Fortunately, the VOMP model, created by Crosby Kerr Minno Consulting, is a proven method for resolving conflicts effectively. VOMP stands for Ventilation, Ownership, Moccasins, and Plan. Here’s how the model works.

V: Ventilation

“V” is for “ventilation.” When resolving a conflict, it is essential that each party hears the other person’s side of the story. It is not necessary to agree with the other person; it is only necessary to understand the other person. During this stage of the process, you need to communicate both your thoughts and your feelings about the situation, and you must listen carefully to the other person as he or she explains their thoughts and feelings.

O: Ownership

The next step is “ownership.” Everyone contributes a piece to a conflict. This step is where you “own,” that is, accept responsibility for your piece of the problem. As humbling as it may feel, admit to whatever you have contributed to the situation. However, be certain not to take on more than your fair share. Accept only your responsibility, not the other person’s.

M: Moccasins

“M” is for “moccasins,” from the old phrase “walk a mile in the other person’s moccasins.” In this step, both parties need to express their understanding of and empathy for the other person’s experience and point of view. “Understanding” doesn’t necessarily mean agreement and “empathy” does not mean sympathy. This step lets the other person know that, given what they have told you in the Ventilation step and what they have taken Ownership of, you now have a better understanding of the situation as they saw it. This is where you express their feelings, and they express yours.

P: Plan

The final step in the VOMP model is to plan. This is where you strive for a solution. You talk about how you are going to ensure that things going forward will be different, and discuss what each of you needs and wants and is willing to do.

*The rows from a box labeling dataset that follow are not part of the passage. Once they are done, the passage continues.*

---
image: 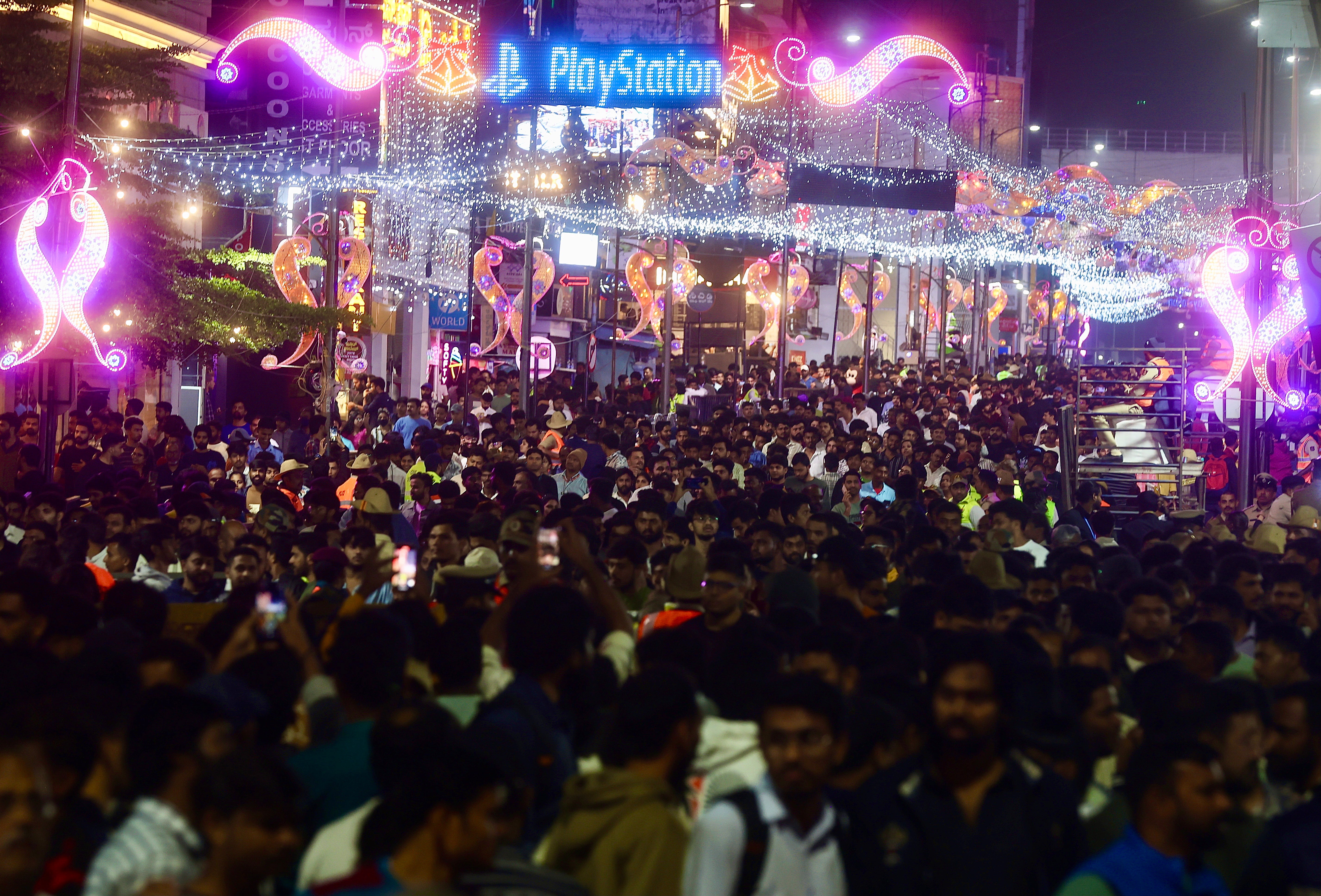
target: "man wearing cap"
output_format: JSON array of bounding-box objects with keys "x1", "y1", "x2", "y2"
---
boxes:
[
  {"x1": 638, "y1": 545, "x2": 707, "y2": 639},
  {"x1": 551, "y1": 449, "x2": 588, "y2": 500},
  {"x1": 334, "y1": 451, "x2": 371, "y2": 507},
  {"x1": 250, "y1": 417, "x2": 284, "y2": 463},
  {"x1": 395, "y1": 399, "x2": 427, "y2": 447},
  {"x1": 275, "y1": 458, "x2": 308, "y2": 513},
  {"x1": 1243, "y1": 472, "x2": 1288, "y2": 523},
  {"x1": 1265, "y1": 474, "x2": 1308, "y2": 525},
  {"x1": 536, "y1": 410, "x2": 568, "y2": 470}
]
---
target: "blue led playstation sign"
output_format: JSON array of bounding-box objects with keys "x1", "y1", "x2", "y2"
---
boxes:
[{"x1": 477, "y1": 38, "x2": 725, "y2": 108}]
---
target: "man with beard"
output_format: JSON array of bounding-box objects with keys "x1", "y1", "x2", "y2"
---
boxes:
[
  {"x1": 633, "y1": 491, "x2": 665, "y2": 557},
  {"x1": 877, "y1": 631, "x2": 1087, "y2": 896},
  {"x1": 543, "y1": 666, "x2": 701, "y2": 896},
  {"x1": 246, "y1": 455, "x2": 276, "y2": 515},
  {"x1": 0, "y1": 412, "x2": 22, "y2": 492},
  {"x1": 683, "y1": 674, "x2": 875, "y2": 896},
  {"x1": 1265, "y1": 681, "x2": 1321, "y2": 805},
  {"x1": 748, "y1": 520, "x2": 786, "y2": 582},
  {"x1": 54, "y1": 422, "x2": 96, "y2": 495},
  {"x1": 165, "y1": 536, "x2": 225, "y2": 603},
  {"x1": 1057, "y1": 740, "x2": 1231, "y2": 896}
]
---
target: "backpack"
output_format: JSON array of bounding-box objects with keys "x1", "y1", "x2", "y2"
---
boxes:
[
  {"x1": 1202, "y1": 454, "x2": 1230, "y2": 488},
  {"x1": 720, "y1": 788, "x2": 875, "y2": 896}
]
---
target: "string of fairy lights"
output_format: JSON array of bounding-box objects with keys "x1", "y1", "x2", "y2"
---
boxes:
[{"x1": 86, "y1": 37, "x2": 1250, "y2": 322}]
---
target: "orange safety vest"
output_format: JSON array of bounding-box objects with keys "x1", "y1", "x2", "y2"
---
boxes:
[
  {"x1": 334, "y1": 476, "x2": 358, "y2": 508},
  {"x1": 638, "y1": 610, "x2": 701, "y2": 640}
]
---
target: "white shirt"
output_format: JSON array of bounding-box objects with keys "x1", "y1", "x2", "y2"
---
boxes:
[
  {"x1": 1010, "y1": 538, "x2": 1050, "y2": 569},
  {"x1": 1265, "y1": 495, "x2": 1293, "y2": 525},
  {"x1": 297, "y1": 797, "x2": 380, "y2": 893},
  {"x1": 683, "y1": 777, "x2": 848, "y2": 896},
  {"x1": 83, "y1": 797, "x2": 205, "y2": 896}
]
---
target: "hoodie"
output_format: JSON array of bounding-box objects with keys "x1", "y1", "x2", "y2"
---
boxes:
[
  {"x1": 540, "y1": 768, "x2": 688, "y2": 896},
  {"x1": 688, "y1": 715, "x2": 766, "y2": 818},
  {"x1": 133, "y1": 557, "x2": 174, "y2": 591}
]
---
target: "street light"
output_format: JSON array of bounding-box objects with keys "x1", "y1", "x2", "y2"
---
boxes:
[{"x1": 674, "y1": 0, "x2": 757, "y2": 40}]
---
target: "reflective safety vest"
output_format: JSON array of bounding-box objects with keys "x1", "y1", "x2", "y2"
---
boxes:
[
  {"x1": 638, "y1": 608, "x2": 701, "y2": 640},
  {"x1": 959, "y1": 491, "x2": 980, "y2": 529}
]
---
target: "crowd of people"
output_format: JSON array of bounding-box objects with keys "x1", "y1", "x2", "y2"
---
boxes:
[{"x1": 0, "y1": 363, "x2": 1321, "y2": 896}]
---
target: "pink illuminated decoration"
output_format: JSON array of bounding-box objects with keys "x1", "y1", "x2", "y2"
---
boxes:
[
  {"x1": 1193, "y1": 245, "x2": 1252, "y2": 401},
  {"x1": 262, "y1": 236, "x2": 318, "y2": 371},
  {"x1": 0, "y1": 158, "x2": 128, "y2": 372},
  {"x1": 724, "y1": 44, "x2": 779, "y2": 103},
  {"x1": 748, "y1": 259, "x2": 779, "y2": 355},
  {"x1": 775, "y1": 34, "x2": 972, "y2": 106},
  {"x1": 472, "y1": 243, "x2": 555, "y2": 356},
  {"x1": 835, "y1": 264, "x2": 866, "y2": 342},
  {"x1": 624, "y1": 137, "x2": 734, "y2": 186},
  {"x1": 987, "y1": 280, "x2": 1009, "y2": 327},
  {"x1": 1252, "y1": 255, "x2": 1308, "y2": 410},
  {"x1": 215, "y1": 19, "x2": 388, "y2": 91}
]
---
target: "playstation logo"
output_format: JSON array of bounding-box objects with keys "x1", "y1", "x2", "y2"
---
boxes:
[{"x1": 482, "y1": 44, "x2": 527, "y2": 100}]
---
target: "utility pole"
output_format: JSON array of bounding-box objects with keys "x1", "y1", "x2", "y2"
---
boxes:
[
  {"x1": 518, "y1": 106, "x2": 538, "y2": 420},
  {"x1": 1239, "y1": 46, "x2": 1275, "y2": 495},
  {"x1": 62, "y1": 0, "x2": 87, "y2": 156}
]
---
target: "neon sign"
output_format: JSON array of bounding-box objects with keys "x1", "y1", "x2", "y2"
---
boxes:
[
  {"x1": 478, "y1": 40, "x2": 725, "y2": 108},
  {"x1": 0, "y1": 158, "x2": 128, "y2": 371},
  {"x1": 215, "y1": 19, "x2": 388, "y2": 91},
  {"x1": 725, "y1": 44, "x2": 779, "y2": 103},
  {"x1": 775, "y1": 34, "x2": 972, "y2": 106},
  {"x1": 1193, "y1": 245, "x2": 1252, "y2": 401}
]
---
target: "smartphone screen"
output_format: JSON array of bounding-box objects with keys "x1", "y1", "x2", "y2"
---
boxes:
[
  {"x1": 390, "y1": 545, "x2": 417, "y2": 591},
  {"x1": 256, "y1": 591, "x2": 289, "y2": 637},
  {"x1": 536, "y1": 529, "x2": 560, "y2": 569}
]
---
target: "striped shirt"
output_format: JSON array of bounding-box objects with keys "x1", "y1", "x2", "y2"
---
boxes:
[{"x1": 83, "y1": 797, "x2": 204, "y2": 896}]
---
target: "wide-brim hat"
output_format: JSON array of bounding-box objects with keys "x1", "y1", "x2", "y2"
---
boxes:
[
  {"x1": 1244, "y1": 523, "x2": 1288, "y2": 554},
  {"x1": 436, "y1": 548, "x2": 502, "y2": 579},
  {"x1": 275, "y1": 458, "x2": 309, "y2": 479},
  {"x1": 665, "y1": 545, "x2": 707, "y2": 600},
  {"x1": 353, "y1": 488, "x2": 400, "y2": 513}
]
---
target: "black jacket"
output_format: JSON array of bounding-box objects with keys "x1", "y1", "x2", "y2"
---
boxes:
[{"x1": 860, "y1": 751, "x2": 1087, "y2": 896}]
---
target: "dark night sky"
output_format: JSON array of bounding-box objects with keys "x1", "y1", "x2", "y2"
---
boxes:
[
  {"x1": 1032, "y1": 0, "x2": 1256, "y2": 131},
  {"x1": 798, "y1": 0, "x2": 1263, "y2": 131}
]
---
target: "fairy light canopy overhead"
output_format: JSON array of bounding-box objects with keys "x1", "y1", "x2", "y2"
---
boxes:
[{"x1": 0, "y1": 158, "x2": 128, "y2": 372}]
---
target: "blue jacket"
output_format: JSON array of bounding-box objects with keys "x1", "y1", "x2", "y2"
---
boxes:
[{"x1": 1073, "y1": 825, "x2": 1230, "y2": 896}]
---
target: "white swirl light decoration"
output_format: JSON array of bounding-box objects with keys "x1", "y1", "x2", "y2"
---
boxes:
[
  {"x1": 1193, "y1": 245, "x2": 1252, "y2": 401},
  {"x1": 0, "y1": 158, "x2": 128, "y2": 372},
  {"x1": 1059, "y1": 268, "x2": 1170, "y2": 323},
  {"x1": 215, "y1": 17, "x2": 387, "y2": 92}
]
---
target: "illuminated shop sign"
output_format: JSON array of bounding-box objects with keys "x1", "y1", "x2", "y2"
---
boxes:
[{"x1": 477, "y1": 40, "x2": 725, "y2": 108}]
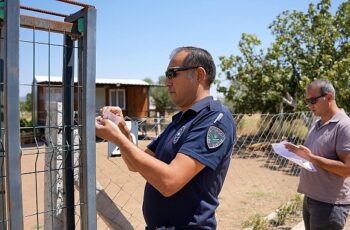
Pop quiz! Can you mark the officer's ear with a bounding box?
[196,67,207,82]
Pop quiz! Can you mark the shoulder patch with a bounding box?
[207,125,226,149]
[173,126,186,144]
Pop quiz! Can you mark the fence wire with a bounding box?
[87,112,334,229]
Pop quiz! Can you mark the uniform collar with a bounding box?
[317,109,346,128]
[172,96,213,121]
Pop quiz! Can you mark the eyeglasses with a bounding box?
[165,66,200,79]
[305,94,327,105]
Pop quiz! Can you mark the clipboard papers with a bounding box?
[271,141,317,172]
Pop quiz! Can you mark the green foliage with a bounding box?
[272,194,302,226]
[218,0,350,113]
[242,215,270,230]
[19,93,32,112]
[242,194,303,230]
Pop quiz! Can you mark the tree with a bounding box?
[144,76,175,116]
[19,93,32,112]
[218,0,350,113]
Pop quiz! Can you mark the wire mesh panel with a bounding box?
[96,112,336,229]
[0,1,96,229]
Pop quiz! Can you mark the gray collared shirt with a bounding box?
[298,111,350,204]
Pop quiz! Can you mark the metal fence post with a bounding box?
[1,0,23,230]
[66,7,97,229]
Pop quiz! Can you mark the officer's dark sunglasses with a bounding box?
[305,94,327,105]
[165,66,200,79]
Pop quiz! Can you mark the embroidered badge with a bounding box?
[173,126,185,144]
[207,126,226,149]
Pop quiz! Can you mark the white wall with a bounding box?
[96,88,107,111]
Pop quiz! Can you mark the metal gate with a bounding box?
[0,0,96,229]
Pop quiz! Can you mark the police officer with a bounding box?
[96,47,236,229]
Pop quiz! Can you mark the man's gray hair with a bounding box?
[307,79,335,100]
[170,46,216,86]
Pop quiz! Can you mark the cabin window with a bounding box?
[109,89,126,110]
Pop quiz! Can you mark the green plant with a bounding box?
[272,194,302,226]
[242,214,270,230]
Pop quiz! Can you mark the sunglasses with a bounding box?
[165,66,200,79]
[305,94,327,105]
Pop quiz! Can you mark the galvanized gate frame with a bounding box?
[0,0,97,230]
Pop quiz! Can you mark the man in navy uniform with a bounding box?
[96,47,236,230]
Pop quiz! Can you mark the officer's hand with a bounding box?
[95,116,123,143]
[284,142,312,161]
[100,106,124,117]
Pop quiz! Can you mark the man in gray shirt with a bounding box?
[285,80,350,230]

Let’s see how the VOMP model works in action through this hypothetical but very common scenario:

Tensions escalated during a quarterly meeting between Mary Ann, VP of New Business Development, and Sam, VP of Business Operations, at ABC Website Design Company. Beginning with Ventilation, Sam expresses concern over salespeople bypassing the approved proposal process and promising clients too-low quotes and too-short timelines. Mary Ann counters that providing quotes quickly and turning projects around rapidly is crucial to getting and retaining clients.

In the Ownership stage, Sam takes responsibility for being potentially overly rigid about the formal process. Mary Ann acknowledges the need for sales to align better with operations and concedes that some commitments might have been made in haste.

During the Moccasins stage, Sam empathizes with Mary Ann’s drive to secure clients in a competitive market. Mary Ann shows an understanding of Sam’s role in maintaining operational efficiency and financial health.

For the Plan stage, Sam proposes the creation of well-defined pricing guidelines and timelines for four basic project types. Mary Ann’s sales team can instantly provide quotes and timeframes for these projects, given the set guidelines. For projects beyond this scope, a formal proposal process will still be required. This collaboration ensures that the sales team aligns with operational realities while maintaining the flexibility to address client needs.

By following the VOMP model, Mary Ann and Sam can effectively navigate their conflicting positions, leading to a mutually beneficial plan that acknowledges the necessity of both client satisfaction and operational efficiency.

You will not become an expert in the VOMP process overnight, so be patient and persistent. Your skills will grow and develop through practice, commitment, and motivation. The end result – achieving new levels of both comfort and success in handling conflict – is well worth the effort!